Вошла  мама  Тани  и  я  с  Таней  помчались  в  сад,  забыв  о  словах  на  полу. 

    А  нянька  по  вечерам  старалась,  хоть  как -то,  меня  познакомить  с правильными   мыслями  и  ценностями.  Пугала  меня  рассказами  о  странных   чудесах,  о  домовых  и  привидениях,  и  запугала  меня  навсегда.  Маму  я  видела   мало,  она  очень  много  работала:  муж  умер,  а  жизнь  продолжалась,  надо  было  как -то  жить  дальше,  растить  дочь!,  работала  мама  много,  очень  уставала,  но  оставалась  весёлой  всегда  нарядной  милой  женщиной.  Мама  прекрасно  шила  поэтому  всегда  была  модно  и   вполне  красиво  одета.  Замужние  женщины   напряженно  следили  за  каждым  шагом  этой  без  мужа. Однажды  ночью,  когда  я  и  мама  уже  крепко  спали,  с  грохотом  ворвалась  в  наш  дом  тётка  с  топором  в  руках.  Оказалось,  её  муж  не  пришел  домой  и  эта  женщина  была  уверена,  что  он   у  моей  мамы.  Не  обнаружив  своего  мужа  у  нас,  женщина  злобно  наорала  на  мою  маму  и  умчалась  дальше  со  своим  топором  разыскивать  непутёвого  мужа.

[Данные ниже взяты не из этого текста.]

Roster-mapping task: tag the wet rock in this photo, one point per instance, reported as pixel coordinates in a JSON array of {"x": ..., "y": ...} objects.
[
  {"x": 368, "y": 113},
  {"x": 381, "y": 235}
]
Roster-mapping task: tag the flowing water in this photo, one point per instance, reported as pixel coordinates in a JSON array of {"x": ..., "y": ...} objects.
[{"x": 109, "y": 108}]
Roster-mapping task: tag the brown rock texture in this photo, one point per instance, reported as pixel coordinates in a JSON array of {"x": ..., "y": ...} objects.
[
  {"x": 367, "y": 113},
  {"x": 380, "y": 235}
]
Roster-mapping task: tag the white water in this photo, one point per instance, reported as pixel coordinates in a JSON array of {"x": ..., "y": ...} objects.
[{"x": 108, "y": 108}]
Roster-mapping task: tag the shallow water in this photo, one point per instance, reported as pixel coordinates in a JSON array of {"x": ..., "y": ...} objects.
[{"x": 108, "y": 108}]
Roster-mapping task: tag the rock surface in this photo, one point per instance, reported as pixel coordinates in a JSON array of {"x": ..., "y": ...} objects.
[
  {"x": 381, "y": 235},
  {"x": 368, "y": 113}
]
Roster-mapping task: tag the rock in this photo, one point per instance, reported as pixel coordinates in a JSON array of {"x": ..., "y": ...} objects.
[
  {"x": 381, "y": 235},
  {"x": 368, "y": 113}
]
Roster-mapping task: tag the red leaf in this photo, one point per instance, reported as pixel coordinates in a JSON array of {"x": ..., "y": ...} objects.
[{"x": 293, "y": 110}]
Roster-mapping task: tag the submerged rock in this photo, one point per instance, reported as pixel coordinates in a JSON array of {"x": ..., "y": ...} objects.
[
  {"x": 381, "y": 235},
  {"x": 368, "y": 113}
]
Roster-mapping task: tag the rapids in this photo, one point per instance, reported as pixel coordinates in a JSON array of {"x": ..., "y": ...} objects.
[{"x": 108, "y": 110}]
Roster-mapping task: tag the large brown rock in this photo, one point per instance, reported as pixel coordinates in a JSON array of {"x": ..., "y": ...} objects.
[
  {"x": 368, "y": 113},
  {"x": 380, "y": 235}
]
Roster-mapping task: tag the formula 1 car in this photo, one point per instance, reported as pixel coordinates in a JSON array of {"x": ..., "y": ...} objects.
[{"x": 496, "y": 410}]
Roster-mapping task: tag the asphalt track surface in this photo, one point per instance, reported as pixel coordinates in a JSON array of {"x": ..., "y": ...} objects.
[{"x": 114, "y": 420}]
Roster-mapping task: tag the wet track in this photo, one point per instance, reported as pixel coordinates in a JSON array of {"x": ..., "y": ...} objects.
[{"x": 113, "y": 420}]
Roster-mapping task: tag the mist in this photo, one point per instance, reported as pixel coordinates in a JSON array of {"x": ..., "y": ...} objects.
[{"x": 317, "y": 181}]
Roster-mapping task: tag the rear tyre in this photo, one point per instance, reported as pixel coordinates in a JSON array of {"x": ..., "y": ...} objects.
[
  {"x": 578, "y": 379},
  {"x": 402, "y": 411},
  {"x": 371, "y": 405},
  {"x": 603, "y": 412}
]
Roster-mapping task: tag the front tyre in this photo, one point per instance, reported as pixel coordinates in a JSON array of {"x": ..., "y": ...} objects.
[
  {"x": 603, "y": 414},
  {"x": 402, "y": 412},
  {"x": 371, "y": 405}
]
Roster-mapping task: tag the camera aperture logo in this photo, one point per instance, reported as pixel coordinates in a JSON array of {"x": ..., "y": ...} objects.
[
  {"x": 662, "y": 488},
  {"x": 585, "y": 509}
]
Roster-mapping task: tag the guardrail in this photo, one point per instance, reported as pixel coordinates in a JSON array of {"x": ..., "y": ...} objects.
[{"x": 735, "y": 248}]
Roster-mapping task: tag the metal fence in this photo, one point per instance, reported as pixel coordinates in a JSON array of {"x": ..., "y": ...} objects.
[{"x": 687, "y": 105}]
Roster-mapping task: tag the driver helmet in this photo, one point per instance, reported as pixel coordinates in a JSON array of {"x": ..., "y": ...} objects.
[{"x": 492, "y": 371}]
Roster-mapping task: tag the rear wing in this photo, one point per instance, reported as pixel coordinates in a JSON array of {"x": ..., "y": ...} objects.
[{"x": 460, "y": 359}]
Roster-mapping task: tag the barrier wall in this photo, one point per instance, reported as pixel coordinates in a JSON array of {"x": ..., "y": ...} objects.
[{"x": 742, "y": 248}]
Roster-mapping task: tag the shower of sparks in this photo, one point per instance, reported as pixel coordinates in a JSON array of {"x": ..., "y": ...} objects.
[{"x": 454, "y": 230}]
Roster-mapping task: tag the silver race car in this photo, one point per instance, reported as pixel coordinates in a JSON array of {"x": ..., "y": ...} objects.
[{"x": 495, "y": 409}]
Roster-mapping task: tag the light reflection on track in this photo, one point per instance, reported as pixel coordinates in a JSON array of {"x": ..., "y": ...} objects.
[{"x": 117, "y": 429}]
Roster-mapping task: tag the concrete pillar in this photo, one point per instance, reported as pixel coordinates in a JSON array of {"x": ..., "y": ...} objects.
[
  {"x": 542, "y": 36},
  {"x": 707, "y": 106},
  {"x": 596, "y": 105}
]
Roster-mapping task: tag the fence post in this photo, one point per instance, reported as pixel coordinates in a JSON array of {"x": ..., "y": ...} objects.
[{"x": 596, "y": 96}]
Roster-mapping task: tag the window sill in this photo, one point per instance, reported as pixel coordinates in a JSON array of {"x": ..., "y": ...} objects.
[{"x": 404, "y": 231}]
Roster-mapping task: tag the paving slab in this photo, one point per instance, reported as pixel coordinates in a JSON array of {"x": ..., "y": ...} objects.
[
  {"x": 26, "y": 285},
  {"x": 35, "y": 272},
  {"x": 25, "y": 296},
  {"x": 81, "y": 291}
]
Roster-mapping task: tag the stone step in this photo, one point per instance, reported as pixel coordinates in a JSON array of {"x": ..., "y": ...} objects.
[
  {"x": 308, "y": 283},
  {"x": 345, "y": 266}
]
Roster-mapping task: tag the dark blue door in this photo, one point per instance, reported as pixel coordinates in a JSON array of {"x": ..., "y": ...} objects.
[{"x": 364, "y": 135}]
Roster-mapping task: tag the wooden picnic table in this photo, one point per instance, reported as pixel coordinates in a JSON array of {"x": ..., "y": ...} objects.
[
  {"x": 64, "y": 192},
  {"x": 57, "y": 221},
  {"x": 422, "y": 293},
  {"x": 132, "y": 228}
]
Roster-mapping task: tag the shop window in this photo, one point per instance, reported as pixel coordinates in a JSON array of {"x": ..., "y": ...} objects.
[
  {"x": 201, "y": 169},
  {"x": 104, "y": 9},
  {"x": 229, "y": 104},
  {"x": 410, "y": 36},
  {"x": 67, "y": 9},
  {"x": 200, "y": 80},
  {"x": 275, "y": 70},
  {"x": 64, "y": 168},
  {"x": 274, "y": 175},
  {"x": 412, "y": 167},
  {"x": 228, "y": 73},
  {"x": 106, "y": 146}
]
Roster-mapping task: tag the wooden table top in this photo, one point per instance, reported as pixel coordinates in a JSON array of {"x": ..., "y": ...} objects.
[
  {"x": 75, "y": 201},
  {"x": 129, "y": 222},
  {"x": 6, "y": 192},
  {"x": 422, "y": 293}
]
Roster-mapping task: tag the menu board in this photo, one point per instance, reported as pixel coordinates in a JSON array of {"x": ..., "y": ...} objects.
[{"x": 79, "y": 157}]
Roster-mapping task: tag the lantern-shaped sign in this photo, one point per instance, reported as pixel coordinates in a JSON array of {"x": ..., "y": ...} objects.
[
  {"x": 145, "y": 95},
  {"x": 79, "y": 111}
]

    Очередной  вечер,  на  дворе  совсем  темно,  нянька  рассказывала  мне  что-то  о  своей  жизни.  Раздалось  громкое  журчание,  будто  кто-то  налил  воды  в  чашку.  Удивившись  нянька  со  мной  пошли  в  нашу  маленькую  кухоньку.  На  полу  кухни  поблёскивала  лужа.  Странная  лужа  - ниоткуда!  На  сухом  полу  посерёдке  лужица.  Потолок,  тоже,  сухой.
    - Плохо,  - сказала нянька,  - Быть  большой  беде!
Я  вскоре  конечно  забыла  эту  лужицу  и  слова  няньки.  Но  грянула  беда:  не  знаю,  за  что,  но  директора  рыбкомбината,  где  работала  моя  мама,  отдали  под  суд  и  намекнули  всем  сотрудникам,  что  лучше  уйти  от  греха  подальше  и  найти  другую  работу.  Мама  начала  паковать  чемоданы.  Где -то  далеко  ей  предложили  работу.
 Грустно  сидели  мы  с  Таней  в  их  саду,  с  ужасом  понимая,  что  скоро,  очень  скоро  мы  будем  жить  далеко друг  от  друга.  На  вокзале  наши  мамы,  улыбаясь, сказали:
    - Поцелуйтесь  на  прощание.
Я  и  Таня  смущенно  прятались  за  своих  мам:  это  было  выше  наших  сил  - поцеловаться!

    Мы  с  Таней  никогда  больше  не  увиделись,  хоть  переписывались  лет  пять.
У  нас  началась  полная проблем  новая  жизнь  с  ноля.  Марие  Ивановне  - нашей  домработнице  пришлось  искать  новую  работу  - у  моей  мамы  теперь  было сложно  с  деньгами.
Моя  беспечная  радостная  жизнь  ушла  навсегда.


    
       Ветка лозы или прутик ивы -  ими наказывали - били непослушных детей в деревнях.